I let the boneless skinless chicken thighs marinate overnight in the refrigerator. I used my home made green chutney with fresh cilantro and mint. I have so much mint in the garden now and was excited to use it! But you could easily substitute store bought cilantro-mint chutney.
For veggies, I used zucchini and red onion, corn on the cob and baby potatoes in various colors. But you could add whatever fresh summer veggies you find and like.
Make sure you have 2 foil squares stacked so the package is sturdy. I added about 1½ teaspoon of extra virgin olive oil to each pack and topped it with the chicken and veggies. Sprinkle a little kosher salt, garam masala powder and paprika (optional), and close the foil packs!
2 tablespoons of green chutney, store bought or homemade.
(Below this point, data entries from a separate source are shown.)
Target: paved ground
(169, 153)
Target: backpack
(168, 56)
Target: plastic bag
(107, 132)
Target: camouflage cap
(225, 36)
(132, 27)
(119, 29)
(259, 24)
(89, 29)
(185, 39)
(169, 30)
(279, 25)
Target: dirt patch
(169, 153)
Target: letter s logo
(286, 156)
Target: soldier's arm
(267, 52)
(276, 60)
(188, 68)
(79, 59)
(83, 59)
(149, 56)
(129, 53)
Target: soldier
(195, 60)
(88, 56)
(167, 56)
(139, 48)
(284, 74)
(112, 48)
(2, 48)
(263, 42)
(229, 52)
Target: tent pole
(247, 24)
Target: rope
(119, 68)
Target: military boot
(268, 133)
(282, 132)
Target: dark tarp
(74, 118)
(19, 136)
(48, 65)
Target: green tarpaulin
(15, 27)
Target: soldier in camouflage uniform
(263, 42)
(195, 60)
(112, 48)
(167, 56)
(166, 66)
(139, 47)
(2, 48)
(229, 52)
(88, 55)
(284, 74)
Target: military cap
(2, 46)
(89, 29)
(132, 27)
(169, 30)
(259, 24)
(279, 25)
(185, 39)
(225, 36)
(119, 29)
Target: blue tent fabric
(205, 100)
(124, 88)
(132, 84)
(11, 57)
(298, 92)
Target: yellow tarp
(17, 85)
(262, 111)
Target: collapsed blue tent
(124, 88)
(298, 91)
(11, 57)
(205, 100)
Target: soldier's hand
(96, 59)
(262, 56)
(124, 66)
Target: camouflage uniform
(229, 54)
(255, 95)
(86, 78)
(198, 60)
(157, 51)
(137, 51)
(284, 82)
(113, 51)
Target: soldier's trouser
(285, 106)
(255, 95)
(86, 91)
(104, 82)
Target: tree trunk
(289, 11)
I used a palm full of cilantro leaves, ½ inch fresh ginger, a clove of garlic, 1 green Thai chili pepper, 8~10 fresh mint leaves, juice of ½ lime and salt for my homemade chutney.
½ teaspoon turmeric powder
Salt to taste
1 teaspoon extra virgin olive oil
2 palm sized pieces of skinless, boneless chicken thighs, about ¾ pounds
For the foil packs-
4 squares of aluminum foil, large enough the enclose the chicken and veggies
3 teaspoons of extra virgin olive oil
1 ear of Corn, 1 zucchini and 1 red onion cut in about 2 inch pieces
6 baby potatoes- I used yellow, red and purple baby potatoes
1 teaspoon garam masala
½ teaspoon paprika (optional)
Kosher salt to taste
To make the Grilled Chutney Chicken and Veggies in Foil Pack-
Whisk together all the ingredients for the marinade and add the chicken to it. Toss well to coat. Cover and refrigerate for about 2 hours or overnight.
To assemble each foil pack, stack two squares of the aluminum foil. Drizzle 1½ teaspoons of the extra virgin olive oil. Place one piece of the marinated chicken with the marinade. Add ½ of the corn, zucchini, onion and potatoes. Sprinkle ½ teaspoon of the garam masala and ¼ teaspoon of the paprika, if using. Sprinkle some kosher salt and close the foil packs shut. Repeat with the other foil pack.
On a preheated 400~ 450 degree Fahrenheit grill, lay the foil packs and let it cook at about 400 degrees Fahrenheit, with the grill cover closed, for about 25 minutes or until the chicken and veggies are cooked .
Serve the foil packs of Grilled Chutney Chicken and Veggies!